As a software engineer, I prefer the scenario where AI is incompetent at writing effective software. But I don’t think that scenario describes the real world.

> AI cannot unless the algorithm was already created

We have documented cases of AI producing novel mathematical proofs. The narrative that AI can only regurgitate existing info has been pretty soundly disproven at this point. I would not consider it a good thing that your perspective is unchanging in the face of new information.

This sort of assertion is also lacking merit because most coding is not about novel algorithms. Most coding is in fact straightforward regurgitation of ideas and code a thousand other developers have already written. So even if this were all AI can possibly do, it could still be a significant improvement over manually coding the same uninteresting boilerplate and CRUD logic.

I think this is perhaps a big piece of the disconnect between your perspective and mine. When we talk about “the middle”, you focus on the bit of critical logic there while I am focusing on the vast amount of logic there that is deeply uninteresting. It’s kind of like the “premature optimization” thing. Put your mental energy where it matters.

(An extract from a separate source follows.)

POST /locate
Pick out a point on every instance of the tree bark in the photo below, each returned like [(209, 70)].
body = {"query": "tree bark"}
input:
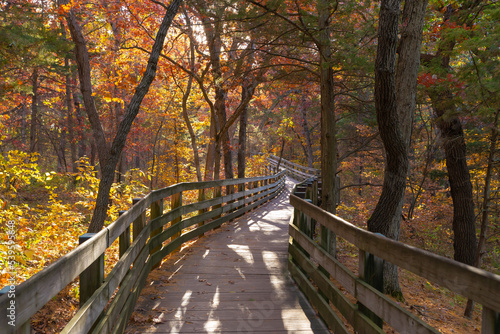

> So when I read comments that says they don't care about code, but also have no answer about how they will solve their user's problems or how will they modify the software to future changes, it seems so strange to me. Like is your belief backed by real world experience?

This is a bizarre statement because we haven’t talked about a user’s problems. You’ve seemingly manufactured a scenario in your head where I have AI producing code for no purpose. It’s no wonder you can’t see how this makes sense, because it doesn’t.


> the AI skeptics that remain in the software industry have put very little time into experimenting with AI coding.

Why does everyone assume that anyone that is slightly critical has no experience whatsoever with the thing they critic? That is very dismissive. As soon as you start working on something complex, the agent requires a lot of guidance from an expert. That's not what's being marketed.

If someone told you they have a supersonic jet, but then you see a small Cessna. Would you take them at face value?

> Most coding is in fact straightforward regurgitation of ideas and code a thousand other developers have already written.

Which is why everyone has been using libraries and framework in the past decades. And why people goes to conferences and buy books. No one is keen to reinvent everything from scratch. If you think that we manually code everything that means you don't know anything about developer practice. Most of development is keeping a strong model of the software and tweak things here and there.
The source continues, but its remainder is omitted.